The experts agreed that having ParaGard®, a nonhormonal option, was important when offering an IUC.
“Some of my patients are concerned about weight gain and hormones and, in particular, have had trouble with other hormonal birth control methods. That’s when it’s important to discuss nonhormonal methods.”—Henry Hess, MD, PhD
Key Takeaway Points
Although some long-held beliefs indicate that discontinuation rates due to bleeding issues are higher for the copper IUC than the LNG IUC, the evidence does not support these views: Large head-to-head studies show similar discontinuation rates for both types of IUCs. What does differ is the reason behind the discontinuations. For the copper IUC, discontinuation is primarily due to heavier or longer bleeding, whereas irregular bleeding, spotting, and amenorrhea cause discontinuation with the LNG IUC. Intrauterine contraceptives are underutilized as a result of misinformation not only about bleeding profiles but also about how IUCs work, who should use them, and potential health risks. Dispelling such beliefs is an important step toward improving patients’ and clinicians’ comfort with IUCs.

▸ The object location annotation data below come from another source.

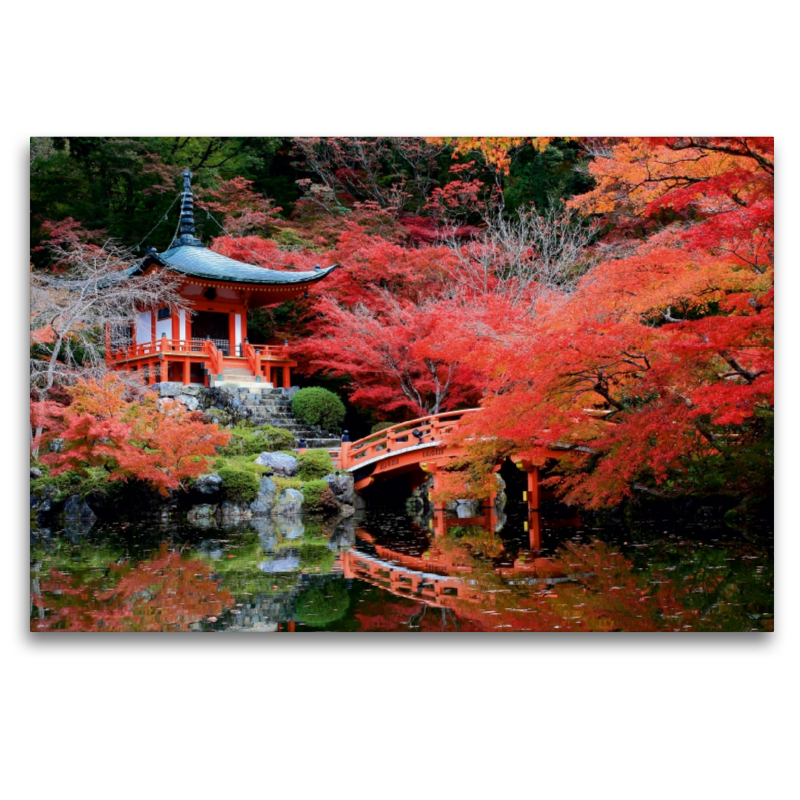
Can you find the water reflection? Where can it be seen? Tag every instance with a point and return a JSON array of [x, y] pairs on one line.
[[472, 569]]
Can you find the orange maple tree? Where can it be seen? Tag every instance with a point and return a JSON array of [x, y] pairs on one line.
[[661, 361], [131, 439]]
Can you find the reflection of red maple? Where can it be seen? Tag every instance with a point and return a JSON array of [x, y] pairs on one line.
[[166, 593]]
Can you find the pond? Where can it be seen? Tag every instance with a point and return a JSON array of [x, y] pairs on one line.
[[390, 570]]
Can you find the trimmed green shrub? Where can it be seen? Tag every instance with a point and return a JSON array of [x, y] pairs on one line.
[[323, 604], [252, 441], [277, 438], [238, 486], [314, 464], [318, 406], [318, 497]]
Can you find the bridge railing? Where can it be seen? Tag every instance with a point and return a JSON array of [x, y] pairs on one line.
[[435, 428]]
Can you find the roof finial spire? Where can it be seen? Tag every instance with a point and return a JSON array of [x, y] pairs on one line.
[[187, 212]]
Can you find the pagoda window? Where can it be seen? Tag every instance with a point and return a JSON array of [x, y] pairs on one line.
[[144, 332]]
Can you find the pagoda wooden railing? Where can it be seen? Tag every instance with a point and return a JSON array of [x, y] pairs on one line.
[[436, 428], [257, 355]]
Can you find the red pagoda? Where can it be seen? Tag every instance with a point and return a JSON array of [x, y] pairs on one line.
[[208, 344]]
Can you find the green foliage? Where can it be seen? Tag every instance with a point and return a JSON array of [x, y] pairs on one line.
[[95, 482], [545, 177], [252, 441], [277, 438], [318, 497], [238, 486], [322, 605], [317, 406], [243, 463], [314, 464], [287, 483]]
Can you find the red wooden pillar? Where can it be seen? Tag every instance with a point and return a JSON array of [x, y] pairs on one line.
[[232, 333], [534, 489], [534, 526], [439, 522]]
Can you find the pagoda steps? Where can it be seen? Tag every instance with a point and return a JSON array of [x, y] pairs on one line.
[[262, 405]]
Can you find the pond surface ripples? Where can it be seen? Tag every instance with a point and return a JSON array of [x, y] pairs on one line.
[[388, 571]]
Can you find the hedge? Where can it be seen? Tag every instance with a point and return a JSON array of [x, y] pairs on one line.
[[317, 406], [238, 486], [314, 464]]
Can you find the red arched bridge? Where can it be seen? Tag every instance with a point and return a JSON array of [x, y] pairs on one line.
[[421, 446]]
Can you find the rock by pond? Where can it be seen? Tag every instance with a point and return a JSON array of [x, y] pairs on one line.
[[75, 508], [208, 484], [262, 505], [289, 503], [343, 487]]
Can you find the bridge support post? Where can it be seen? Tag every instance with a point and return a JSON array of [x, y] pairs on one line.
[[534, 489], [534, 525]]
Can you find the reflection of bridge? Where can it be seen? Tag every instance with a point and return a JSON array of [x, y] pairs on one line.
[[424, 445], [433, 580]]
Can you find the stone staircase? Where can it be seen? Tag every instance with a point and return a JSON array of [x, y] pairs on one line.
[[237, 376], [263, 405]]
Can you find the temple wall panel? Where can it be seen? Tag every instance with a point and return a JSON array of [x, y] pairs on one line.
[[143, 327], [164, 326]]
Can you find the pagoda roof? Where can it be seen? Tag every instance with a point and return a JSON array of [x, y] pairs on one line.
[[188, 256], [197, 261]]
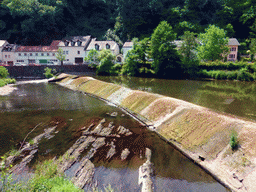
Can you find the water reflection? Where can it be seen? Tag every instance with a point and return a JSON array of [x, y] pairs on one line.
[[234, 97], [32, 104]]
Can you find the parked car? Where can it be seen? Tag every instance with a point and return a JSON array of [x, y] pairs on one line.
[[19, 64], [52, 63]]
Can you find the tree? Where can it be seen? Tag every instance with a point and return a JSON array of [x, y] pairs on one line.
[[187, 50], [60, 56], [106, 66], [137, 58], [166, 59], [213, 44], [93, 56]]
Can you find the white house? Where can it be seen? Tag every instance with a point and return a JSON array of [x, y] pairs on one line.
[[99, 45], [74, 48], [233, 45], [36, 54], [2, 44], [127, 47]]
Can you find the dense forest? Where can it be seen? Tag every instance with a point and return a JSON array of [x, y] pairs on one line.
[[37, 22]]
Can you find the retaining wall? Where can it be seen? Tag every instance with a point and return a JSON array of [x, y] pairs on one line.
[[200, 133]]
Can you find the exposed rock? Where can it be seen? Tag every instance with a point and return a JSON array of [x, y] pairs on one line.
[[125, 154], [114, 114], [73, 153], [112, 150], [146, 173], [145, 177], [84, 174], [123, 131]]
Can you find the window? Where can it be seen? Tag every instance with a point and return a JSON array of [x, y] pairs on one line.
[[97, 47], [232, 56], [66, 43]]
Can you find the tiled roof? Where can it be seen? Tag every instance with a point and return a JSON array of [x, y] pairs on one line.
[[52, 47], [84, 39], [233, 41], [2, 42], [102, 44], [128, 44]]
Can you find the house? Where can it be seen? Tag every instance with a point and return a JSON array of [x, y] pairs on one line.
[[127, 47], [75, 48], [233, 45], [2, 44], [36, 54], [99, 45]]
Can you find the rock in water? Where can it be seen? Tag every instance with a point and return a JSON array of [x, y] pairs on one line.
[[146, 173], [125, 154]]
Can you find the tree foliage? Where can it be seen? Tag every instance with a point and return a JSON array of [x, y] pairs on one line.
[[213, 44], [60, 55], [166, 61]]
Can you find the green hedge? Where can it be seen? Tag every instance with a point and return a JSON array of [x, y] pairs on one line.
[[231, 66]]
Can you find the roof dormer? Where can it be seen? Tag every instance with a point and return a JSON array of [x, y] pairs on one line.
[[66, 42], [97, 47], [79, 43]]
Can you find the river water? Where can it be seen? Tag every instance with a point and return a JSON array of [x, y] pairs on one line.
[[32, 104], [232, 97]]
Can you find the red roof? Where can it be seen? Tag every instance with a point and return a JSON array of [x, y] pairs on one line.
[[52, 47]]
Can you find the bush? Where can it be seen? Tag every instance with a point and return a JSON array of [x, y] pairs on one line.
[[233, 140], [3, 72], [244, 75], [48, 73]]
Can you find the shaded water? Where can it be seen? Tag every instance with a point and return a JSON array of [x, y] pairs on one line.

Current IUCs in the United States offer women long-term, highly effective contraception with or without hormones and the attendant hormone-related side effects. Counseling strategies around these IUCs include dispelling myths and having a fact-filled discussion about the bleeding changes that may be expected after insertion. Approximately 20% to 40% of women will experience heavier bleeding upon insertion of an IUC. This bleeding typically subsides within 3 months and normalizes for the copper IUC while continuing to diminish for the LNG IUC. After this initial adjustment, acceptable bleeding rates with the copper IUC are comparable to those of COCs. Armed with knowledge, patients and clinicians will be better prepared to handle transitory changes in bleeding and achieve success with these reliable, reversible contraceptive methods.